I don’t find myself being thrown off balance by any revel kit power downs. For me that’s true of both the SR and ER battery. However, you and I face circumstances that may be different in a few ways:

  1. I have an oversized deck (Tarib). Your deck is not small either but I do have the benefit of a wider stance.
  2. You are much lighter than me. That means you will experience faster accelleration. So the unexpected change in accelleration for you could be more pronounced when you drop below a voltage threashold.
  3. As a habit I would not attempt to accelerate hard on the 25% battery level. So I’m less likely to experience what you have. Also, I could be wrong but I don’t think most eskaters would either. When I do group rides, I see most other riders being even more cautious than I am in terms of gently throtteling a semi depleted battery. I think most riders eventually adopt a habit of having thier full throttle fun when the battery is full and shifting to conservative acceleration deeper into the ride.

I could easily be wrong in my speculation but my gut tells me that the solution to your SR battery concerns might be as simple as modifying your throtteling and swapping practices. I do the vast majority of my riding on XR batteries. If I exhaust every XR battery and have to resort to my SR batteries, then I switch to power level two and ride like a granny to streach out the range.

Sorry to hear your battery repair did not last. based on the pictures you posted, I thought you nailed the repair. You should still contact revel support about the broken connection. Also, perhaps try to locate someone locally who has the equipment to spot weld battery tabs.

I think you’re right here. My deck is little narrower and shorter than yours, but at a 100 cm still no little puppy. With regards to weight, sounds logical as well. And your last point I think is indeed fair too, I must start to incorporate slowing down after the 25% notification as well. I’m already doing that, but just maybe not enough.

Different question: I haven’t ridden a battery that far past the 25% notification, but is it correct that if you keep riding, it will give a 10% notification and then you should really stop using that battery? To avoid risk of over depleting that battery? In other words, is it safe to keep riding (slower) past the 25% notification but really stop at the 10% mark?

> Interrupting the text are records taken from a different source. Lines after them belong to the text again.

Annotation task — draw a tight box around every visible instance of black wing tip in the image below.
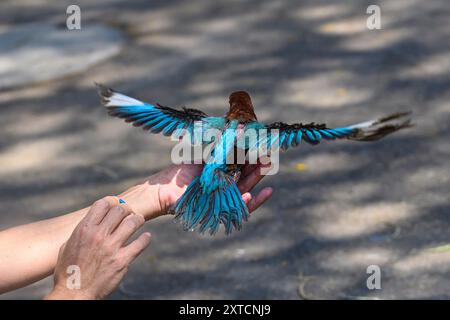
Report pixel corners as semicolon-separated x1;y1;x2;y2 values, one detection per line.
95;82;115;105
268;121;327;130
350;118;414;141
377;111;412;124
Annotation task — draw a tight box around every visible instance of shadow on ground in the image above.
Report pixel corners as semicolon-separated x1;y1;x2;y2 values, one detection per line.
0;0;449;299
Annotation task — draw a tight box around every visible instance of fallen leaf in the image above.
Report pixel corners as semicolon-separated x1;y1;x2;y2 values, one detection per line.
295;163;307;171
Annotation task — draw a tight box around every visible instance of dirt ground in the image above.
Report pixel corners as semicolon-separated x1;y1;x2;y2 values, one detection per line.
0;0;449;299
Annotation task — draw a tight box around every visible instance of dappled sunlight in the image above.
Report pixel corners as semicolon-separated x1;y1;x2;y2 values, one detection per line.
0;23;124;89
2;112;68;137
284;152;367;175
279;72;373;109
314;202;416;239
151;235;292;272
326;181;379;203
381;0;423;12
141;34;199;52
0;82;56;104
318;247;394;271
0;138;75;175
393;249;450;274
142;27;288;61
399;52;450;79
406;166;450;190
339;27;412;51
291;3;350;21
431;99;450;116
186;78;226;96
0;0;449;299
124;10;176;37
318;18;368;35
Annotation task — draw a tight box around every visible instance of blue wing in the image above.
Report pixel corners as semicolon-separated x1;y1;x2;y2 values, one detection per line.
244;112;412;151
243;121;354;151
98;84;225;138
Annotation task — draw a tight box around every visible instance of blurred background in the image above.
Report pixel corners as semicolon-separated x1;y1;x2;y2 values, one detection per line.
0;0;449;299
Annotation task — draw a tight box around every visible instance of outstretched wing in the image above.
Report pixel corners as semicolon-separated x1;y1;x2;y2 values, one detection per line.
97;84;225;138
245;112;412;151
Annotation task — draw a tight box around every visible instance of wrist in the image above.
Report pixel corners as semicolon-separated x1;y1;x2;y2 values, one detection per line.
118;180;163;221
44;284;94;300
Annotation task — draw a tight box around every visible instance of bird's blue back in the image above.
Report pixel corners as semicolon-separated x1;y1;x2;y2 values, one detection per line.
200;120;239;193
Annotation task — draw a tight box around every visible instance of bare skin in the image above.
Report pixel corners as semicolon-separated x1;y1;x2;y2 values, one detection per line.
0;163;273;297
45;198;151;299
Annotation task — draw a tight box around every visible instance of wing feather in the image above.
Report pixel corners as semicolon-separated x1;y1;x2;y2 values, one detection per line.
245;112;412;152
97;84;225;139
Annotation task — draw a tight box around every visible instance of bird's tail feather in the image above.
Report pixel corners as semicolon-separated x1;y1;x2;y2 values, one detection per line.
346;111;413;141
171;172;249;235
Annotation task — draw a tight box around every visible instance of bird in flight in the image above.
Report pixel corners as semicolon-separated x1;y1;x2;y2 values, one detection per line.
98;84;412;235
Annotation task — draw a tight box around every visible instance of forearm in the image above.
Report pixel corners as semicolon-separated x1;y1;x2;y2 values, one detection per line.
0;179;162;294
0;207;87;293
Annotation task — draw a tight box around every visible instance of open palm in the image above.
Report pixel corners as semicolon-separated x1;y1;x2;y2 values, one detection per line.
120;163;273;222
156;163;273;215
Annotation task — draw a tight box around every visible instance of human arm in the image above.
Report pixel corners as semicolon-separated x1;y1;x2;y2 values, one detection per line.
0;163;272;294
44;198;150;299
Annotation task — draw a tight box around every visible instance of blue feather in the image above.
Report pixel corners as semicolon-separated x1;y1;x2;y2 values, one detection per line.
295;131;303;144
319;129;334;139
305;130;316;141
313;130;322;141
172;167;248;235
150;117;172;132
220;188;230;213
279;132;287;148
162;120;179;135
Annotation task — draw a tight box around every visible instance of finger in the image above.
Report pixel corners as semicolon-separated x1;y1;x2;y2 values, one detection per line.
237;162;271;193
99;203;133;234
120;232;152;264
247;187;273;213
83;196;118;225
258;155;272;167
241;155;270;178
240;164;258;179
242;192;252;205
111;213;145;246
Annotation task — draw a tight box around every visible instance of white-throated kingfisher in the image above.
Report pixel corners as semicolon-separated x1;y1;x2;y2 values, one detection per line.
98;85;412;235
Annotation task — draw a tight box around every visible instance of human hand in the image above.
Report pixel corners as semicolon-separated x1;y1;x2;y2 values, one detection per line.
45;197;151;300
119;162;273;221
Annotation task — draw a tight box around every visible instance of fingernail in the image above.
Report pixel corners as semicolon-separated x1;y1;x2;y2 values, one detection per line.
118;198;126;204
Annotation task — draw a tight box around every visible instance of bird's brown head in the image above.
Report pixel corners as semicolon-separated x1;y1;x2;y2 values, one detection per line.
226;91;257;122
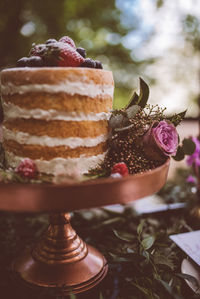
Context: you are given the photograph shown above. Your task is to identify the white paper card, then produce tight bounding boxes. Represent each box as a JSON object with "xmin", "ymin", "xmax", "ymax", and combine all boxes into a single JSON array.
[{"xmin": 170, "ymin": 230, "xmax": 200, "ymax": 266}]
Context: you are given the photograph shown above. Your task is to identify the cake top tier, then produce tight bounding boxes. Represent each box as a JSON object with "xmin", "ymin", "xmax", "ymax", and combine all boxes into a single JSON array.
[
  {"xmin": 1, "ymin": 67, "xmax": 114, "ymax": 86},
  {"xmin": 11, "ymin": 35, "xmax": 104, "ymax": 70}
]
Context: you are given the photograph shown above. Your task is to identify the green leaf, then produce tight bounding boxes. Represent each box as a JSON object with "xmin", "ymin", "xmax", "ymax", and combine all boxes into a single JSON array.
[
  {"xmin": 137, "ymin": 219, "xmax": 145, "ymax": 235},
  {"xmin": 182, "ymin": 138, "xmax": 196, "ymax": 155},
  {"xmin": 101, "ymin": 217, "xmax": 122, "ymax": 226},
  {"xmin": 126, "ymin": 105, "xmax": 141, "ymax": 119},
  {"xmin": 168, "ymin": 110, "xmax": 187, "ymax": 126},
  {"xmin": 131, "ymin": 281, "xmax": 151, "ymax": 296},
  {"xmin": 113, "ymin": 229, "xmax": 134, "ymax": 242},
  {"xmin": 109, "ymin": 252, "xmax": 133, "ymax": 263},
  {"xmin": 153, "ymin": 253, "xmax": 174, "ymax": 270},
  {"xmin": 99, "ymin": 292, "xmax": 104, "ymax": 299},
  {"xmin": 142, "ymin": 250, "xmax": 150, "ymax": 261},
  {"xmin": 138, "ymin": 78, "xmax": 150, "ymax": 108},
  {"xmin": 141, "ymin": 236, "xmax": 155, "ymax": 250},
  {"xmin": 109, "ymin": 114, "xmax": 124, "ymax": 129},
  {"xmin": 175, "ymin": 273, "xmax": 200, "ymax": 291},
  {"xmin": 126, "ymin": 91, "xmax": 139, "ymax": 109},
  {"xmin": 172, "ymin": 146, "xmax": 185, "ymax": 161},
  {"xmin": 157, "ymin": 279, "xmax": 182, "ymax": 299}
]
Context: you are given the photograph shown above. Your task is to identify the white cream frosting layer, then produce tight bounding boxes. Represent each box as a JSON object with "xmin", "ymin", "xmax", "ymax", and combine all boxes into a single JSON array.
[
  {"xmin": 1, "ymin": 81, "xmax": 114, "ymax": 98},
  {"xmin": 6, "ymin": 151, "xmax": 106, "ymax": 175},
  {"xmin": 2, "ymin": 102, "xmax": 111, "ymax": 121},
  {"xmin": 3, "ymin": 127, "xmax": 107, "ymax": 148}
]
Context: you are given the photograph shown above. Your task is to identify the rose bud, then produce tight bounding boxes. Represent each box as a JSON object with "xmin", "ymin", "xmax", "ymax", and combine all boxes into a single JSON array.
[{"xmin": 142, "ymin": 120, "xmax": 178, "ymax": 161}]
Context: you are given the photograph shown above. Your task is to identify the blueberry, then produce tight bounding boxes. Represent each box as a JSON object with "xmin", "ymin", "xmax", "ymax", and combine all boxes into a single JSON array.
[
  {"xmin": 16, "ymin": 57, "xmax": 30, "ymax": 67},
  {"xmin": 76, "ymin": 47, "xmax": 86, "ymax": 58},
  {"xmin": 46, "ymin": 39, "xmax": 57, "ymax": 44},
  {"xmin": 95, "ymin": 60, "xmax": 103, "ymax": 69},
  {"xmin": 28, "ymin": 56, "xmax": 44, "ymax": 67},
  {"xmin": 81, "ymin": 58, "xmax": 96, "ymax": 68}
]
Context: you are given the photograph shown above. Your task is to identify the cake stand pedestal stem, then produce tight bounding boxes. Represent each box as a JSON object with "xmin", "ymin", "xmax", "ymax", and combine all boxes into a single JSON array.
[{"xmin": 12, "ymin": 212, "xmax": 108, "ymax": 295}]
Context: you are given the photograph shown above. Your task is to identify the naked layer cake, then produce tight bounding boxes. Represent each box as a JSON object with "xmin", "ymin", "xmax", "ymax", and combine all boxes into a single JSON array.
[{"xmin": 1, "ymin": 66, "xmax": 114, "ymax": 175}]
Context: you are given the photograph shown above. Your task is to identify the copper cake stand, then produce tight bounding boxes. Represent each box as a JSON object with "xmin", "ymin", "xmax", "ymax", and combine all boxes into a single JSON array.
[{"xmin": 0, "ymin": 160, "xmax": 170, "ymax": 295}]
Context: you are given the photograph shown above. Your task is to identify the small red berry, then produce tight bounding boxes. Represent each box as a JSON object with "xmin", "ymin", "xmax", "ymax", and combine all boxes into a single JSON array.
[
  {"xmin": 111, "ymin": 162, "xmax": 129, "ymax": 177},
  {"xmin": 16, "ymin": 158, "xmax": 37, "ymax": 179},
  {"xmin": 59, "ymin": 36, "xmax": 76, "ymax": 48}
]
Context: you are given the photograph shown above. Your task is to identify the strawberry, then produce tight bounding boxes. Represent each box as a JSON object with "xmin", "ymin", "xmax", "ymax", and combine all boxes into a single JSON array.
[
  {"xmin": 29, "ymin": 41, "xmax": 84, "ymax": 67},
  {"xmin": 111, "ymin": 162, "xmax": 129, "ymax": 177},
  {"xmin": 59, "ymin": 36, "xmax": 76, "ymax": 48},
  {"xmin": 58, "ymin": 43, "xmax": 84, "ymax": 67}
]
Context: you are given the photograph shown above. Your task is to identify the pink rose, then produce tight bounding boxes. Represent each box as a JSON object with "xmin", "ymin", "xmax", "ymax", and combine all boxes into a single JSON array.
[{"xmin": 143, "ymin": 120, "xmax": 178, "ymax": 161}]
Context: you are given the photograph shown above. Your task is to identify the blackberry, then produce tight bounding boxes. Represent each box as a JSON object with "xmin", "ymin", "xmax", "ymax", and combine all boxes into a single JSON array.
[
  {"xmin": 29, "ymin": 44, "xmax": 46, "ymax": 56},
  {"xmin": 46, "ymin": 39, "xmax": 57, "ymax": 44},
  {"xmin": 28, "ymin": 56, "xmax": 44, "ymax": 67},
  {"xmin": 16, "ymin": 57, "xmax": 29, "ymax": 67},
  {"xmin": 81, "ymin": 58, "xmax": 96, "ymax": 68},
  {"xmin": 76, "ymin": 47, "xmax": 86, "ymax": 58},
  {"xmin": 95, "ymin": 60, "xmax": 103, "ymax": 69}
]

No worries! I thought i had fixed it great too. Everything works great in how i fixed it, just need to make the solder connection stronger. Spot welding the metal tabs isn’t necessary in this case. Just need to properly secure the wire into the existing solder point instead of just globing more on top. I already reached out to revel about it and we resolved it :slight_smile:

Each vibration alert is an indicator that you have dropped below a critical low voltage threashold. You are able to continue because the voltage recovers. My personal opinion is that you should not ignore more than two vibration alerts. Its how I treat my lithium batteries. My six year old lithium batteries are still running strong and I attribute it to this practice. Prior to adopting these habits I damaged a few batteries including Chain saw batteries and Landwheel Lipo batteries.

The Revel Kit batteries seem to be more resiliant than the old Landwheel batteries. But My recommendation is to minimize riding past the vibration alerts. The best way to do that is to have lots of spare batteries and carry enough spares. Also avoid grossly oversized wheels and expect much lower range in cold weather.

I have never seen a 10% notification. Instead, the vibration alerts are usually accompanied by some tiny text that flashes on the screen with not enough time to read it. the text says that you battery has dropped below the critical low voltage threashold.

Wait what lol

I’ve seen the 10% notification two or three times, but definitely not as often as the 25%

I guess your eyes are better than mine – unless the 10% notification is unique to newer versions.

I guess it is possible the remotes had a firmware update at some point in the production line. I know one of the new batches will have some slight improvements

Can confirm, there are definitely 25% AND 10% low voltage notifications.

The text does appear & disappear quite quickly though so it’s easy to miss.

Something that might want to be remedied in future firmware. The text holding for 5 seconds would be sufficient IMO.